With its promise to turbocharge labor, AI could increase the global economy’s ability to produce goods and services, decreasing prices and making wages go further.
“Think of it as analogous to the increase in the global supply of labor following China’s integration into the world trading system, but this time with software taking the role of humans,” Capital Economics group chief economist Neil Shearing wrote in a note this week.
In a recent paper, Brynjolfsson, Martin Neil Baily, senior fellow emeritus in economic studies at the Brookings Institute, and Anton Korinek, an economics professor at the University of Virginia’s Darden School of Business, anticipate a doubling in the rate of US productivity growth over the next decade thanks to AI, taking it back to levels last seen in the 1990s and early 2000s when America experienced a computer-powered productivity boom.
Productivity gains in Europe could be similar, albeit slightly smaller, Brynjolfsson told CNN.
Already, companies including IBM, Microsoft, Google (GOOG) and a host of smaller rivals such as SAP (SAP) and Salesforce (CRM) are racing to integrate the technology into their products, used by millions of businesses and workers around the globe. Microsoft describes this as having a “Copilot” to enhance your work.
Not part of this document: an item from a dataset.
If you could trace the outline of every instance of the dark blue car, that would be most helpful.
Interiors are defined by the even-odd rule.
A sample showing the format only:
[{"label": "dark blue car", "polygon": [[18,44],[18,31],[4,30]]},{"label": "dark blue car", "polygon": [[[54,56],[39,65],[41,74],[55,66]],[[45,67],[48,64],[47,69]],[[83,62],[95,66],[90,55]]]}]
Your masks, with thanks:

Widespread adoption of AI-powered tools could drive a 7%, or $7 trillion, uplift to global GDP and raise productivity growth by 1.5 percentage points over a 10-year period, according to researchers at Goldman Sachs.
In some cases, productivity gains could be achieved sooner. That’s because most generative AI tools live on the internet — “the technology we already have on our desks” — making them widely accessible, Brynjolfsson said.
AI is also very user-friendly because all it essentially requires is for the user to be able to speak and write.
“For both those reasons, I anticipate this AI revolution is going to be much more compressed” than earlier breakthroughs such as the invention of electricity, which took decades to transform economies, Brynjolfsson said. “Instead of decades it’s going to be years and in some cases months.”